Well, here are my thoughts – we are not to worry about our future needs but we will have troubles today – which will be the cause of some worry. Jesus will ensure that we (His followers) have enough to get through today – we, in general, may shiver in the cold but we won’t freeze to death – and, we may go hungry but we won’t starve to death. The one complicating factor is Satan. He may ask God for His permission to test us – to burden us with trials – as a test of our faith. In Luke 22:31, we read (Jesus talking to Peter/Simon): “Simon, Simon, Satan has asked to sift each of you like wheat. But I have pleaded in prayer for you, Simon, that your faith should not fail. So when you have repented and turned to me again, strengthen your brothers.”
It’s my feeling that Paul was constantly ‘sifted’ by Satan – in one sense as a test of his faith but perhaps more to frustrate his efforts. What do you think? Likewise, we too – can find ourselves – hungry, cold and lonely; yet we constantly turn to God’s love – seeking His faithful comfort.
Selwyn starts today’s study with these words: “We continue meditating on the thought that some forms of loneliness may remain part of our human condition until we die and go to heaven. Is this watering down the effectiveness of the Holy Spirit or the joy which Christ gives to us? I believe not.”

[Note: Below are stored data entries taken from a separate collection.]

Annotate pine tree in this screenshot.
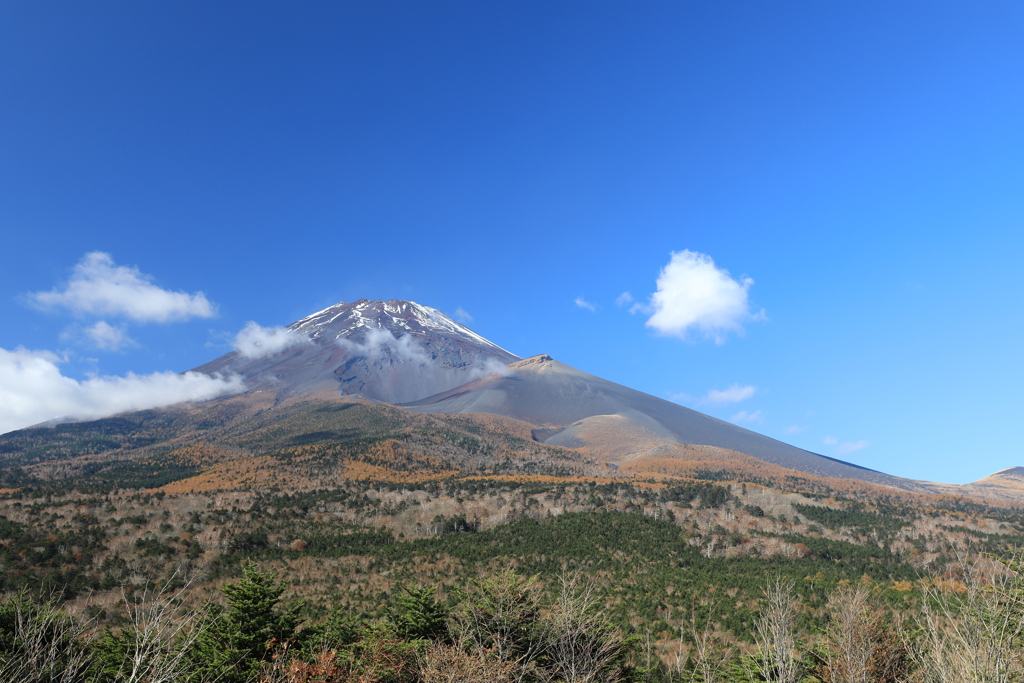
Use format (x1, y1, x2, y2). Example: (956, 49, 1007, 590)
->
(190, 561, 303, 683)
(388, 585, 449, 642)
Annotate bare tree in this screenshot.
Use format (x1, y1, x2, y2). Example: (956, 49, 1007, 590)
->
(750, 576, 800, 683)
(544, 572, 624, 683)
(676, 602, 731, 683)
(913, 554, 1024, 683)
(95, 569, 213, 683)
(821, 585, 876, 683)
(0, 594, 94, 683)
(419, 641, 517, 683)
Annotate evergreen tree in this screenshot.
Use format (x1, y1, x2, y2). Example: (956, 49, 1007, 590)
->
(190, 561, 303, 683)
(387, 585, 449, 642)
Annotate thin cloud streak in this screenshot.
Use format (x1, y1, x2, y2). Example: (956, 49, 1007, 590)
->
(699, 384, 756, 405)
(574, 297, 596, 312)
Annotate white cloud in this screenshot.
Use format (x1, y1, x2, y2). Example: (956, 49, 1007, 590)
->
(232, 322, 312, 359)
(60, 321, 137, 351)
(84, 321, 136, 351)
(0, 346, 244, 435)
(785, 425, 806, 435)
(823, 436, 838, 445)
(616, 292, 634, 307)
(574, 297, 596, 312)
(28, 252, 216, 323)
(339, 327, 510, 380)
(836, 440, 870, 456)
(454, 307, 474, 323)
(731, 409, 764, 424)
(699, 384, 756, 405)
(641, 250, 762, 343)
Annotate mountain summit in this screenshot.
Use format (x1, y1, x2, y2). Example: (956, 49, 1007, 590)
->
(193, 299, 519, 403)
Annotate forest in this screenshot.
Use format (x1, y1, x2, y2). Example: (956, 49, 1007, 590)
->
(3, 398, 1024, 680)
(3, 549, 1024, 682)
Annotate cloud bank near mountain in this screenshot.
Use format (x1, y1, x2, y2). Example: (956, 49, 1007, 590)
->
(232, 322, 312, 359)
(0, 346, 243, 435)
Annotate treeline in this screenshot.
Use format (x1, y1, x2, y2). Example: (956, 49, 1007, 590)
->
(3, 554, 1024, 682)
(212, 511, 921, 638)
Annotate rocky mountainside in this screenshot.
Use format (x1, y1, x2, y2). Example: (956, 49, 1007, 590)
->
(403, 354, 923, 490)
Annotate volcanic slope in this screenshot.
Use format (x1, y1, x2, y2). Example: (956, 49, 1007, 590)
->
(193, 299, 519, 403)
(403, 354, 924, 491)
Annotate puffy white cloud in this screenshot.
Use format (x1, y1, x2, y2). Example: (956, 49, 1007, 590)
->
(232, 322, 312, 359)
(836, 440, 870, 456)
(28, 252, 216, 323)
(574, 297, 596, 312)
(731, 409, 764, 424)
(0, 346, 244, 435)
(641, 250, 761, 343)
(699, 384, 756, 405)
(84, 321, 135, 351)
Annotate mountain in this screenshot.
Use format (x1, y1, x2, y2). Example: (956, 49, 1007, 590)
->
(401, 354, 921, 490)
(186, 298, 1024, 497)
(192, 299, 519, 403)
(184, 298, 956, 494)
(3, 298, 1014, 498)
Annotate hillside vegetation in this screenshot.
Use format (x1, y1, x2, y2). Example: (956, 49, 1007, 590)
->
(1, 393, 1024, 680)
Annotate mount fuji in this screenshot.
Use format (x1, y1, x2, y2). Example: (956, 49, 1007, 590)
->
(189, 299, 941, 492)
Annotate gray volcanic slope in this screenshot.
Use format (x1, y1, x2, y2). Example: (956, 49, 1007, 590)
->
(404, 355, 919, 489)
(192, 299, 520, 403)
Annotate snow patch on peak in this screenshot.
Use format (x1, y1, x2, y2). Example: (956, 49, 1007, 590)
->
(283, 299, 519, 359)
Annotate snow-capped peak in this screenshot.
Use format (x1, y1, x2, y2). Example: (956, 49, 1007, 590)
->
(287, 299, 517, 358)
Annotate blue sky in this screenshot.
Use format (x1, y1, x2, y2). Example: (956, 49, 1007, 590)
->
(2, 2, 1022, 484)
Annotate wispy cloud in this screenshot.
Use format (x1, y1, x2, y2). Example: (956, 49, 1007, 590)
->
(232, 322, 312, 359)
(454, 307, 473, 323)
(27, 252, 216, 323)
(616, 292, 634, 307)
(638, 250, 763, 343)
(699, 384, 756, 405)
(836, 440, 870, 456)
(84, 321, 135, 351)
(0, 346, 243, 435)
(731, 409, 764, 424)
(574, 297, 596, 312)
(339, 327, 510, 380)
(822, 436, 868, 455)
(785, 425, 806, 435)
(60, 321, 137, 351)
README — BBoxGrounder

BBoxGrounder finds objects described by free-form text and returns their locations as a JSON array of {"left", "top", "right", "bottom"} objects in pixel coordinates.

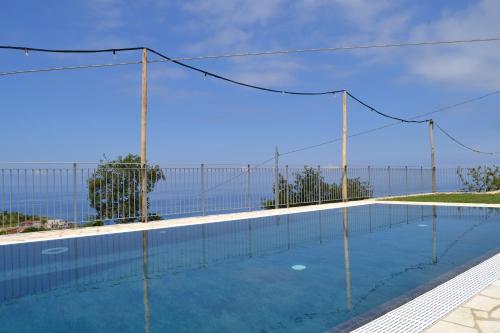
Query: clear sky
[{"left": 1, "top": 0, "right": 499, "bottom": 167}]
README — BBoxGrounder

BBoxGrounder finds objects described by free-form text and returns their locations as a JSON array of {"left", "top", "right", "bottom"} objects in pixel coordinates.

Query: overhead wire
[
  {"left": 146, "top": 48, "right": 343, "bottom": 95},
  {"left": 346, "top": 91, "right": 430, "bottom": 123},
  {"left": 0, "top": 45, "right": 343, "bottom": 95},
  {"left": 2, "top": 43, "right": 499, "bottom": 157},
  {"left": 3, "top": 36, "right": 500, "bottom": 61},
  {"left": 434, "top": 123, "right": 500, "bottom": 155},
  {"left": 202, "top": 156, "right": 275, "bottom": 194},
  {"left": 0, "top": 61, "right": 141, "bottom": 76},
  {"left": 171, "top": 37, "right": 500, "bottom": 60},
  {"left": 280, "top": 90, "right": 500, "bottom": 157}
]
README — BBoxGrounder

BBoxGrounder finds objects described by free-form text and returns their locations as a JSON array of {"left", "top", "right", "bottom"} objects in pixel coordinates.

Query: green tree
[
  {"left": 263, "top": 167, "right": 372, "bottom": 208},
  {"left": 457, "top": 165, "right": 500, "bottom": 192},
  {"left": 87, "top": 154, "right": 165, "bottom": 223}
]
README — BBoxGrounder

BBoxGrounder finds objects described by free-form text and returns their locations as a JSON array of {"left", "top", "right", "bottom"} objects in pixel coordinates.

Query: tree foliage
[
  {"left": 457, "top": 165, "right": 500, "bottom": 192},
  {"left": 263, "top": 166, "right": 372, "bottom": 208},
  {"left": 87, "top": 154, "right": 165, "bottom": 222}
]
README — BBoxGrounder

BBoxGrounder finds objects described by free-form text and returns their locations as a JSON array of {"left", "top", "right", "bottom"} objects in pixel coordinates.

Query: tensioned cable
[
  {"left": 0, "top": 61, "right": 142, "bottom": 76},
  {"left": 0, "top": 45, "right": 343, "bottom": 96},
  {"left": 3, "top": 44, "right": 499, "bottom": 157},
  {"left": 3, "top": 37, "right": 500, "bottom": 77},
  {"left": 202, "top": 156, "right": 275, "bottom": 194},
  {"left": 346, "top": 91, "right": 430, "bottom": 123},
  {"left": 0, "top": 46, "right": 432, "bottom": 123},
  {"left": 435, "top": 123, "right": 500, "bottom": 155},
  {"left": 280, "top": 90, "right": 500, "bottom": 156},
  {"left": 146, "top": 48, "right": 343, "bottom": 95},
  {"left": 3, "top": 37, "right": 500, "bottom": 59},
  {"left": 172, "top": 37, "right": 500, "bottom": 61},
  {"left": 411, "top": 90, "right": 500, "bottom": 118},
  {"left": 280, "top": 123, "right": 397, "bottom": 156}
]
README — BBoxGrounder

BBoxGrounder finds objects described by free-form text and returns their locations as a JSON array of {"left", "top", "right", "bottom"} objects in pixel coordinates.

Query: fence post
[
  {"left": 367, "top": 165, "right": 372, "bottom": 198},
  {"left": 317, "top": 165, "right": 321, "bottom": 204},
  {"left": 247, "top": 164, "right": 251, "bottom": 211},
  {"left": 274, "top": 146, "right": 279, "bottom": 209},
  {"left": 405, "top": 165, "right": 408, "bottom": 195},
  {"left": 73, "top": 163, "right": 77, "bottom": 228},
  {"left": 420, "top": 166, "right": 424, "bottom": 193},
  {"left": 201, "top": 163, "right": 205, "bottom": 216},
  {"left": 285, "top": 165, "right": 289, "bottom": 208},
  {"left": 387, "top": 166, "right": 391, "bottom": 196}
]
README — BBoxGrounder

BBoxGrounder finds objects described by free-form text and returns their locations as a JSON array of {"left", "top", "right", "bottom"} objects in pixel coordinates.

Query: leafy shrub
[
  {"left": 263, "top": 167, "right": 372, "bottom": 208},
  {"left": 87, "top": 154, "right": 165, "bottom": 222},
  {"left": 457, "top": 166, "right": 500, "bottom": 192}
]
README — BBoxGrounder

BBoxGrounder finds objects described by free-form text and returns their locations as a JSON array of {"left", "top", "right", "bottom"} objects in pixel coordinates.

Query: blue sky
[{"left": 0, "top": 0, "right": 499, "bottom": 167}]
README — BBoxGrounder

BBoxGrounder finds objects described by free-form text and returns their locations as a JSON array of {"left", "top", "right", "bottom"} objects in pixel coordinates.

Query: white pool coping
[
  {"left": 1, "top": 199, "right": 499, "bottom": 246},
  {"left": 351, "top": 252, "right": 500, "bottom": 333},
  {"left": 378, "top": 200, "right": 500, "bottom": 209},
  {"left": 0, "top": 199, "right": 376, "bottom": 246}
]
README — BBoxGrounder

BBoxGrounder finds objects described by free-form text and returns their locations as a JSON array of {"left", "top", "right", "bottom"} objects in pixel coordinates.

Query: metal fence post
[
  {"left": 73, "top": 163, "right": 77, "bottom": 228},
  {"left": 317, "top": 165, "right": 321, "bottom": 204},
  {"left": 200, "top": 164, "right": 205, "bottom": 216},
  {"left": 367, "top": 165, "right": 372, "bottom": 198},
  {"left": 405, "top": 165, "right": 408, "bottom": 195},
  {"left": 285, "top": 165, "right": 289, "bottom": 208},
  {"left": 247, "top": 164, "right": 251, "bottom": 211},
  {"left": 274, "top": 146, "right": 279, "bottom": 209},
  {"left": 387, "top": 165, "right": 391, "bottom": 196},
  {"left": 420, "top": 166, "right": 424, "bottom": 193}
]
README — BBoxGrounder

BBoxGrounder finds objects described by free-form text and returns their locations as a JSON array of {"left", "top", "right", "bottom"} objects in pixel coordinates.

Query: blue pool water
[{"left": 0, "top": 204, "right": 499, "bottom": 332}]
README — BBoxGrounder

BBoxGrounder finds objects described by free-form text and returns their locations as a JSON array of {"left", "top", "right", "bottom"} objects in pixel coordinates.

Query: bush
[
  {"left": 457, "top": 166, "right": 500, "bottom": 192},
  {"left": 263, "top": 167, "right": 372, "bottom": 208},
  {"left": 87, "top": 154, "right": 165, "bottom": 222}
]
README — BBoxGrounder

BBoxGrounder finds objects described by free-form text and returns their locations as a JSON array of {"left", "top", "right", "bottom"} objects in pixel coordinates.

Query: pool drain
[
  {"left": 41, "top": 247, "right": 68, "bottom": 255},
  {"left": 291, "top": 265, "right": 306, "bottom": 271},
  {"left": 417, "top": 224, "right": 428, "bottom": 227}
]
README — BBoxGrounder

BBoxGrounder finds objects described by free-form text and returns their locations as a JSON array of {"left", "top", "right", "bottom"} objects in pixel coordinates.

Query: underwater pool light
[
  {"left": 41, "top": 247, "right": 68, "bottom": 255},
  {"left": 291, "top": 265, "right": 306, "bottom": 271}
]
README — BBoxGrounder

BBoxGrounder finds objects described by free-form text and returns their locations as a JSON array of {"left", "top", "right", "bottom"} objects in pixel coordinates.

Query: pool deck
[
  {"left": 1, "top": 198, "right": 499, "bottom": 246},
  {"left": 0, "top": 199, "right": 376, "bottom": 246},
  {"left": 1, "top": 199, "right": 499, "bottom": 332},
  {"left": 424, "top": 279, "right": 500, "bottom": 333}
]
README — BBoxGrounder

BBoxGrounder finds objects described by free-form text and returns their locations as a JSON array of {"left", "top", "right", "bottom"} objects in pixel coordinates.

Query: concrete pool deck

He concludes with these important statements: “Some hurts are part of the human condition … , but remember this – the presence of Jesus can relieve and support so that the pain is not incapacitating. … God always gives enough grace to carry on.” I totally agree – through all the difficult times I’ve had – Jesus has always provided more than sufficient grace. You can trust God with your eternal life – because He loves you!
Paul’s words, as recorded in his second letter to the Corinthians 12:7-10 (NLT), taken from today’s text set for reading and meditation, are well used by Selwyn in today’s study: ” … I have received such wonderful revelations from God. So to keep me from becoming proud, I was given a thorn in my flesh, a messenger from Satan to torment me and keep me from becoming proud. Three different times I begged the Lord to take it away. Each time he said, “My grace is all you need. My power works best in weakness.”
So now I am glad to boast about my weaknesses, so that the power of Christ can work through me. That’s why I take pleasure in my weaknesses, and in the insults, hardships, persecutions, and troubles that I suffer for Christ. For when I am weak, then I am strong.”
We don’t deny our feelings when we suffer the insults, hardships and troubles – it’s okay to hurt – yet, we trust in Jesus’ love – to provide comfort and healing for our suffering hearts. What are your views?